President Obama signed the finance reform bill into law today. While the legislative debate is over, the policy debate about how to deal with the financial system continues, as reaction to the bill comes in. At first blush, nobody seems very happy.
- The Very Liberal are unhappy. They believe the bill got so watered down that it makes no fundamental changes in the financial system, leaving the institutions, risks, and people in charge largely intact, and making another large crisis inevitable.
- The Moderately Liberal are unhappy. They agree with their more partisan friends that the bill is not a definitive solution, but, they argue, it makes important and needed improvements which future legislation can build upon. Contemplating the mid-term elections, they are sobered by both the political cost to get this bill and the magnitude of the task remaining.
- The Center is uneasy. They find the arguments of the Left that the bill does not change underlying conditions as persuasive as the arguments of the Right about the dangers of subsituting the discipline of bureaucracy for the discipline of the market. The bill was about all they could take.
- The Moderately Conservative are unhappy. They worry, with reason, about the complexity and opacity of the bill. Most unintended consequences are negative, and a 2,000-page bill that needs 100 expert panels to fully study is bound to have unintended consequences. This group is further frustrated by having its voice in the debate muted by the fierce GOP intramurals.
- The Very Conservative are livid. The bill, like other Obama packages, represents a U-turn from the world view they successfully promulgated for the last 40 years. In this case, the value offended is their belief that regulation is to be relaxed, reduced and ultimately eliminated.
The operational definition of a compromise from high school civics is that everyone is equally unhappy. By that metric, the finance reform bill is an excellent compromise.
Former Treasury Secretary and Goldman Sachs chairman Hank Paulson and former SEC chairman Harvey Pitt publicly estimated that another major financial crisis could occur within six to ten years. That view provides one way to measure what the finance reform bill may have actually accomplished.
With no action, another crisis of at least the magnitude of 2008 could occur relatively soon: perhaps within one to three years. Readers of this blog may recall my pet theory as to why this is so, based on the confluence of opacity, arbitrage, and leverage. I find this concern echoed one way or another across the political spectrum.
So, if one believe's Paulson and Pitts, the financial reform bill perhaps pushes out the next crisis past the end of Obama's Presidency, even assuming he is re-elected in 2012. I think there will be a grudging, but growing, consensus to that effect.

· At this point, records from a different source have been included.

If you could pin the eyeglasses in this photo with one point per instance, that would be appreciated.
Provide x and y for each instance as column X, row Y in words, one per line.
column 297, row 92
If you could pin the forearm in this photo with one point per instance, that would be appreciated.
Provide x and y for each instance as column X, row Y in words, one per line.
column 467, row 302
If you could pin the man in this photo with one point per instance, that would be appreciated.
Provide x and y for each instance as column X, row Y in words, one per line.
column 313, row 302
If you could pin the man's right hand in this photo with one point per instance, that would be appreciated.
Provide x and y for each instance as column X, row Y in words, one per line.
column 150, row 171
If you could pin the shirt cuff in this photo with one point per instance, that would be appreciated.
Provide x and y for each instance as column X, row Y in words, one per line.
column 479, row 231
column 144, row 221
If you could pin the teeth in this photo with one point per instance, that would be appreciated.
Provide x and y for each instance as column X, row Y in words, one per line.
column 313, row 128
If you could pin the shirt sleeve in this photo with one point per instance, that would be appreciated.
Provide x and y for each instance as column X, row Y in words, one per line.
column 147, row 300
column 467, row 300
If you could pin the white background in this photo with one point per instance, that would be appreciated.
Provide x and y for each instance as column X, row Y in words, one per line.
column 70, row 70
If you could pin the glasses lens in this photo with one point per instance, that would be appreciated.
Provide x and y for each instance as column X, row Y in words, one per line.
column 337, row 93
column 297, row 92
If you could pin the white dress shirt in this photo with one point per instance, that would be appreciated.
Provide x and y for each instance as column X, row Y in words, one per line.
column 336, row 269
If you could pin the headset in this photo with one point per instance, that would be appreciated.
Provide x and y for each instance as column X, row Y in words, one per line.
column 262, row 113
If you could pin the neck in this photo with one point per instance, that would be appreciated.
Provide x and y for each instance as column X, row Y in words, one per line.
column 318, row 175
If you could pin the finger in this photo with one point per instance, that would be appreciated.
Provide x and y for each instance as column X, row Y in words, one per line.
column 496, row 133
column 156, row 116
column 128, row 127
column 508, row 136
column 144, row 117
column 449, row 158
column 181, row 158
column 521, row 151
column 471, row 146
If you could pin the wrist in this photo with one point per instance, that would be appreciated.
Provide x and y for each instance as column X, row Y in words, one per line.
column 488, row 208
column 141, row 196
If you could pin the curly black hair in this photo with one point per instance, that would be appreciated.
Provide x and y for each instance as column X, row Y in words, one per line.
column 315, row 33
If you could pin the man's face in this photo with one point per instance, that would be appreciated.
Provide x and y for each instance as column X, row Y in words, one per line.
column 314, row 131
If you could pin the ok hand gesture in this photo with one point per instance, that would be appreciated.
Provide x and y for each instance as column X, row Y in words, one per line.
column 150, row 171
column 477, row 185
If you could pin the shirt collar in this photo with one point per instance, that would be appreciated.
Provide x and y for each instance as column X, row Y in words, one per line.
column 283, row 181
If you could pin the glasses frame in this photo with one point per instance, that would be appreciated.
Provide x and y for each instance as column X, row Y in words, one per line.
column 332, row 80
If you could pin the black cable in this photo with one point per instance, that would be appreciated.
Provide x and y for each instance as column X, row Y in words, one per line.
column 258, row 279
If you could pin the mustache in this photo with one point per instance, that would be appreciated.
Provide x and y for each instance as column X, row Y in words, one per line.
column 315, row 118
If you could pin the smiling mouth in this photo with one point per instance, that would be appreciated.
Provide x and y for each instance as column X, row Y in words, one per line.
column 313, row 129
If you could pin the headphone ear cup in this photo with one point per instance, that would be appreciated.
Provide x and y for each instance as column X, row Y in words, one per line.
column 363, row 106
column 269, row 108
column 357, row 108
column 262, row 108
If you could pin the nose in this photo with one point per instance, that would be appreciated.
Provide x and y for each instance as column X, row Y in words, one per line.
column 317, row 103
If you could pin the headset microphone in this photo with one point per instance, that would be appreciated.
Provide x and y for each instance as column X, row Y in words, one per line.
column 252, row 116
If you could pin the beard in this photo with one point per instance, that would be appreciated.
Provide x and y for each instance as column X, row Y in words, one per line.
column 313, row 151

That consensus will join similar conclusions about TARP and ARRA. TARP did not resolve the crisis of 2008, but it is generally agreed that without TARP, the crisis would have become far, far worse. ARRA did not end the ensuing recession/depression, but again it is generally agreed that without ARRA, it would have been worse. I think it will become agreed that the finance reform bill did not put the financial system on sound footing, but without it, the fragile recovery would be shattered by the next instance of extreme volitility.
Some fear that the "not on my watch / kick the can down the road to the next administration" aspect of the current bill will be all there is. Liberals, and even moderate conservatives, believe that would not be a satisfactory outcome.
So what's next?
During the hot, steamy summer of 2010, probably nothing. To proponents of further reform, the bill bought time. Enough time, perhaps, to get past the most poisonous political atmosphere this blogger can recall. The most ardent call for some additional incremental measures to be taken up in the lame-duck session between the November 2010 elections and the new Congress in January 2011. I do not expect much: the 111th Congress probably won't do any more on this topic.
It is thus up to the 112th and 113th Congresses. And so the policy debate continues.
Personally, I would like to see the discussion move towards what the few over-arching principles of a 21st century regulatory environment should be. Regulatory principles are like the rules of a sport. They should be observable, and thus not too complex. The regulators cannot be as powerful as the players or as cunning as the coaches, but they need to be able to call ball or strike, fair or foul, safe or out.
The principles underlying the regulations promulgated during the New Deal were simple enough: transparency through public disclosure and avoiding conflicting function in the same organization. They worked well to avoid a major cataclysm for perhaps two generations.
Nobody believes that we can find a set of principles that will permanently avoid financial melt-downs. Changing technology and continued innovation in products and services will eventually come up with something that the smartest people today cannot anticipate. Nobody in 1937 could have envisioned computer-driven program trading, which in 1987 led to the first market melt-down since Glass-Steagall. Fifty years is a pretty good run: I think we'd be happy with a scheme that holds for a generation.
We have the gift of time. Do we have the wisdom and the will to use it?